I find the line I want to start with this way ...
file = File.expand_path('~/path/10gb_file.csv')
File.open(file, 'rb').each do |line|
if line[/^2,/]
puts "#{$.}: #{line}" # 5: 2,NM,Jesse
row_number = $. # 5
break
end
end
... and I'd like to take row_number and do something like this but not load the 10gb file into memory:
CSV.foreach(file, headers: true).drop(row_number) { |row| "..load data..." }
Lastly, I'm currently handling it like the next snippet; It works fine when the rows are towards the front of the file but not when they're near the end.
CSV.foreach(file, headers: true) do |row|
next if row['key'].to_i < row_number.to_i
break if row['key'].to_i > row_number.to_i
"..load data..."
end
I am trying to use CSV.foreach but I'm open to suggestions. An alternative approach I am considering but does not seem to be efficient for numbers towards the middle of a file:
Use IO or File and read the file line by line
Get the header row and build the hash manually
Read the file from the bottom for numbers near the max key value
I think you have the right idea. Since you've said you're not worried about fields spanning multiple lines, you can seek to a certain line in the file using IO methods and start parsing there. Here's how you might do it:
begin
file = File.open(FILENAME)
# Get the headers from the first line
headers = CSV.parse_line(file.gets)
# Seek in the file until we find a matching line
match = "2,"
while line = file.gets
break if line.start_with?(match)
end
# Rewind the cursor to the beginning of the line
file.seek(-line.size, IO::SEEK_CUR)
csv = CSV.new(file, headers: headers)
# ...do whatever you want...
ensure
# Don't forget the close the file
file.close
end
The result of the above is that csv will be a CSV object whose first row is the row that starts with 2,.
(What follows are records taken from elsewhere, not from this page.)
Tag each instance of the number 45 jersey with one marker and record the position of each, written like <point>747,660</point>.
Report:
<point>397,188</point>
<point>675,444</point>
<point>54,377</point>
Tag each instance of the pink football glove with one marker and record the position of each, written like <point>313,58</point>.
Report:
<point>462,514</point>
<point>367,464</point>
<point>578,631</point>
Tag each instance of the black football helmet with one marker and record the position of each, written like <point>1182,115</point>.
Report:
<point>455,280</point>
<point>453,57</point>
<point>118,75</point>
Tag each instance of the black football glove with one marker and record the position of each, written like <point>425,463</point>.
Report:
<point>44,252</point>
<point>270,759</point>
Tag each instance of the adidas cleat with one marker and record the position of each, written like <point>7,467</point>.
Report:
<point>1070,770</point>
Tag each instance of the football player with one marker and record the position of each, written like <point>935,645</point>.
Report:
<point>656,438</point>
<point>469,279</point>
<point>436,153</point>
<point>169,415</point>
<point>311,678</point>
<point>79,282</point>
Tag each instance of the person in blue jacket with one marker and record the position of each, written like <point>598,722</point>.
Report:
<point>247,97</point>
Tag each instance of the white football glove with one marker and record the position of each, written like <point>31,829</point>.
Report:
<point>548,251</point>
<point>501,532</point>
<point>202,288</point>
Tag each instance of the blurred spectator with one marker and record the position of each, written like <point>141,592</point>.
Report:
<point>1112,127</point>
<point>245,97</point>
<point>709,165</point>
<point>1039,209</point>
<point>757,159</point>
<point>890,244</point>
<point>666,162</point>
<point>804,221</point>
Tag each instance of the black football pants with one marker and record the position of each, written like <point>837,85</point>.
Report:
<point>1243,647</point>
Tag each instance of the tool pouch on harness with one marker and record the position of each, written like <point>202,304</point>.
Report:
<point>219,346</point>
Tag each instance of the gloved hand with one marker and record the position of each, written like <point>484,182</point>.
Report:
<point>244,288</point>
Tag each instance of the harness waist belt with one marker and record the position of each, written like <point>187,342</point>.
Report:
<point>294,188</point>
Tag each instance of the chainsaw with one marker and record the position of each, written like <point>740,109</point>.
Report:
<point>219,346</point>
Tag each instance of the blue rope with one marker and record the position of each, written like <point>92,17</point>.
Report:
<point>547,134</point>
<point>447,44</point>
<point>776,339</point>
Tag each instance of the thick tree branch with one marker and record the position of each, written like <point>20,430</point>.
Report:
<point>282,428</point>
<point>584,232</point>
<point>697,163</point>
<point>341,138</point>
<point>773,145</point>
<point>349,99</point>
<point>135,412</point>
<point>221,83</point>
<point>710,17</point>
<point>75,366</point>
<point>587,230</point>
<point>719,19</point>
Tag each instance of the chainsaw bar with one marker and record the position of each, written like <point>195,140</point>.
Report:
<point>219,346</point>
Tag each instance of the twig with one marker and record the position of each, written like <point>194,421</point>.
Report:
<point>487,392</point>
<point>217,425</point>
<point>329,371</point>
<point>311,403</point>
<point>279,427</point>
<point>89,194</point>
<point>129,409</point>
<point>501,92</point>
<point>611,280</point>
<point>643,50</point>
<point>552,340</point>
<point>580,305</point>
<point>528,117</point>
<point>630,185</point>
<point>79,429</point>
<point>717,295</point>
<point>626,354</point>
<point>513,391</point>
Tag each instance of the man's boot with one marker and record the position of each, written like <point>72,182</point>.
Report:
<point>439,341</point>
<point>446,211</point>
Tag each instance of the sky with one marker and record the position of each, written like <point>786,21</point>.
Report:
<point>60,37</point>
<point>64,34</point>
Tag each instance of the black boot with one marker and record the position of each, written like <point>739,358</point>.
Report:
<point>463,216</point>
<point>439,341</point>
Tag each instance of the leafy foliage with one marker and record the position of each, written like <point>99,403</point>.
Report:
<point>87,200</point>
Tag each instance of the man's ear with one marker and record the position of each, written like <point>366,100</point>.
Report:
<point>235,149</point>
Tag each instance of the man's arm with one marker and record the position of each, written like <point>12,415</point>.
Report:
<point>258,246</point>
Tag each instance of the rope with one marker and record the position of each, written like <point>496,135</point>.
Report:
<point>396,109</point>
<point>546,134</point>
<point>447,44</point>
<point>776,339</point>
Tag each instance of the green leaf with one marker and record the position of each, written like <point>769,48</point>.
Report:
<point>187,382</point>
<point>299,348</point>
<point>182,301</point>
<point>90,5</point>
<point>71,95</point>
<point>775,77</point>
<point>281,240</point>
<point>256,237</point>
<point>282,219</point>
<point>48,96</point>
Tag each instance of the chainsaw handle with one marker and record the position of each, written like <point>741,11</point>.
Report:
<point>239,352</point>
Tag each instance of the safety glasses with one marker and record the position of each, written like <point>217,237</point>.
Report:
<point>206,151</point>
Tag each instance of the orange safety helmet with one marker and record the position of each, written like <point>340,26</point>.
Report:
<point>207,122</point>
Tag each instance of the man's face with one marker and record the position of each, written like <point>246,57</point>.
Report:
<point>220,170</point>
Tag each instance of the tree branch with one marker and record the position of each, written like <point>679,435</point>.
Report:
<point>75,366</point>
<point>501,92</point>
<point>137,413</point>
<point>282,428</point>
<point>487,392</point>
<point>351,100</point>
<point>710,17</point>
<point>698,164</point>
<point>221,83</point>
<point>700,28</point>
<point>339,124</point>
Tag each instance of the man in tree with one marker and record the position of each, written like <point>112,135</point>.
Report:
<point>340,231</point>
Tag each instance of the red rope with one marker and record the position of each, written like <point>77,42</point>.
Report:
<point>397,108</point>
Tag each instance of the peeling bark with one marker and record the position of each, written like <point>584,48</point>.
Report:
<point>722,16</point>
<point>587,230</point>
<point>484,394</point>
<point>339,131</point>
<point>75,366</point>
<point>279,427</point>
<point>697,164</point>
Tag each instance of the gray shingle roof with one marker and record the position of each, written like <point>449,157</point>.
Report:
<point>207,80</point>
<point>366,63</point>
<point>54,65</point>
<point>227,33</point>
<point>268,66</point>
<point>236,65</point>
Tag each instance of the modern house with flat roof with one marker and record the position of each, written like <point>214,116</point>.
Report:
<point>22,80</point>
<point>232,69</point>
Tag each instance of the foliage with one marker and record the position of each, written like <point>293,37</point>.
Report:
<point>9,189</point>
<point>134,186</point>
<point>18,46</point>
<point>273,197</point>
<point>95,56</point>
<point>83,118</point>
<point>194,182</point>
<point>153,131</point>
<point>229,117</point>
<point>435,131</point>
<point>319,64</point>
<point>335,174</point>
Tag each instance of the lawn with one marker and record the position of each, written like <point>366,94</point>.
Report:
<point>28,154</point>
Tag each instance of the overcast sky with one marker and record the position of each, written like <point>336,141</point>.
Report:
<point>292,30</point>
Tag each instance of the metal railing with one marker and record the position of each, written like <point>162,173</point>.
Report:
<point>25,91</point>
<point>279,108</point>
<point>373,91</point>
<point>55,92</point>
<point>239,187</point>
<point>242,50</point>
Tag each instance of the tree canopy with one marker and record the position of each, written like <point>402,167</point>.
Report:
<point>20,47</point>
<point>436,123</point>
I benchmarked this with an 8MB (170k rows) CSV file (from Lahman's Baseball Database) and found that it was much, much faster than using CSV.foreach alone. For a record in the middle of the file it was about 110x faster, and for a record toward the end about 66x faster. If you want, you can take a look at the benchmark here: https://gist.github.com/jrunning/229f8c2348fee4ba1d88d0dffa58edb7
Obviously 8MB is nothing like 10GB, so regardless this is going to take you a long time. But I'm pretty sure this will be quite a bit faster for you while also accomplishing your goal of not reading all of the data into the file at once.
Foreach will do everything you need. It streams, so it works well with big files.
CSV.foreach('~/path/10gb_file.csv') do |line|
# Only one line will be read into memory at a time.
line
end
Fastest way to skip data that we’re not interested in is to use read to advance through a portion of the file.
File.open("/path/10gb_file.csv") do |f|
f.seek(107) # skip 107 bytes eg. one line. (constant time)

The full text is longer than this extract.